I have a stretch goal, literally and figuratively.
I want to improve my flexibility and my other goal causes me to reach just a bit. It’s the beginning of a new year and there is lots of excitement and renewed motivation – use it to help reach your goals, not to set them. A little advice, Go BIG or Go Home, is not the way you set New Year Resolutions/Commitments. In my opinion, when it comes to wellness goals, go small and make ‘em SMART. It doesn’t matter where you are on your wellness journey, everyone can be a little healthier by making a few small changes. If you have not been working out, instead of making the commitment to go to the gym every day, commit to 2 days. Decide which 2 days you’ll go and what you will do on those days. Make a plan. Set yourself up to be successful. The goal is to overshoot every goal. If you need to lose 60lbs this year, a small goal: 6lbs in 6 weeks is a SMART goal and a great place to start. When it comes to goal setting, as I said, go small and keep them SMART – Specific. Measurable. Achievable. Relevant. Timely.
What is it exactly you want to accomplish? Be as Specific as possible. Don’t express goals vaguely like, lose weight, run a race, or eat healthier. A few good examples: Lose 20lbs and 4 inches around the waist. Run a half marathon in less than 2 hours. Drink moderately consuming less than 5 alcoholic beverages a week. Eat healthier consuming more than 4 vegetables a day and abstaining from fried food. Each one of these examples you can measure. Each goal should be Measurable. An objective test is much easier to grade than a subjective one. When it comes to reaching your wellness goals, each day is a test, an opportunity to move closer to your goals. You don’t want to get to the end of the term and see you failed, when it could have been avoided.

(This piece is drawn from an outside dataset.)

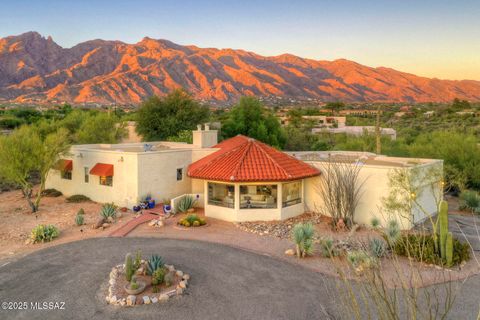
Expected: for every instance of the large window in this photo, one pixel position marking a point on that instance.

You can achieve your goals, if you set Achievable goals. There is not a parent who is encouraging their baby who just begun crawling to run. No. They have to walk first. You must be this considerate and realistic when setting your personal goals. Where are you at this very moment in your life? What is the next step in your wellness journey? It could be hard to process this alone. For this reason, I encourage you to chat with a friend. Have a conversation with someone who may be a few steps ahead, be it friend or fitness/wellness professional. Setting unrealistic goals lead to feelings of failure and discouragement. Unrealistic goals are the reason so many resolutions have such short life expectancy.
When a client says to me, I want to lose 30lbs in 2 months. I can say that’s not realistic, or healthy. A weight loss 1% of your bodyweight a week is healthy. This would be 2lbs a week for a person weighing 225lbs. Experience says this is not the rate that most people want to lose weight, this feels slow. However, experience (and research) also says a person with an average 1-2lb weight loss a week is more likely maintain their weight losslong term. The same goes for getting stronger, running faster. You have to move at a rate that supports you and your health, avoiding injury or setback.

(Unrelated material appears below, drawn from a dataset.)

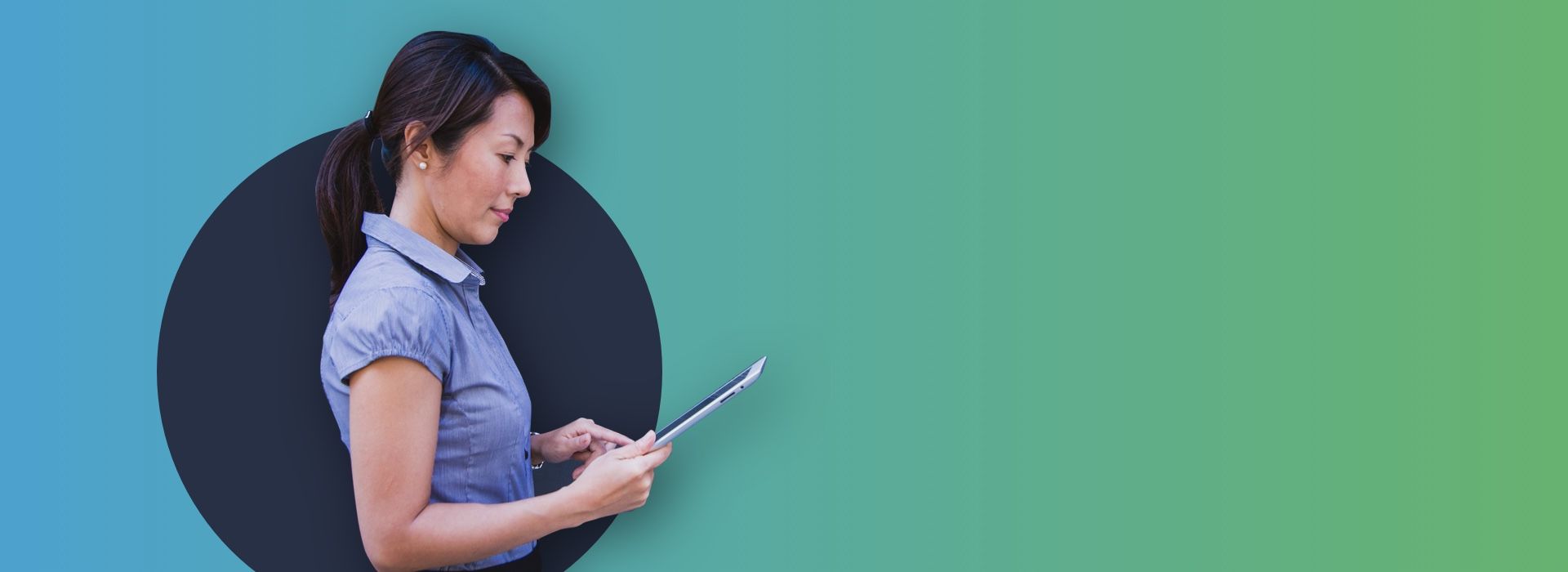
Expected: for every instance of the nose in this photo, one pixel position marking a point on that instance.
(519, 185)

Your wellness goals should support your well-being. Therefore, when setting goals, you have to determine how this goal is Relevant to who you are. This is when I invoke the 5 – Whys to my clients. I want to lose weight. Why? To be healthier. Why? To feel stronger and lose weight. Why? To improve my self-esteem. Why? To be happy, fulfilled and confident in my own body. The answers vary from a better quality of life, to be able to parent better, to reduce medication. Each why is important and necessary and help to determine good goals. If you can’t get to a good answer, it’s most likely not a good relevant goal.
Once you figure out your why you can decide your when. When can you celebrate the reaching this goal? Your goal should be accomplished in a Timely fashion. Whether it’s a 3 month, 6 month or 9 month goal – create a timeline with check-in points and milestones. Don’t just schedule workouts, but schedule celebrations. Celebrate each win, when it happens. Allow them to fuel you. There will be mistakes and failures along the way, that’s ok. Learn from them.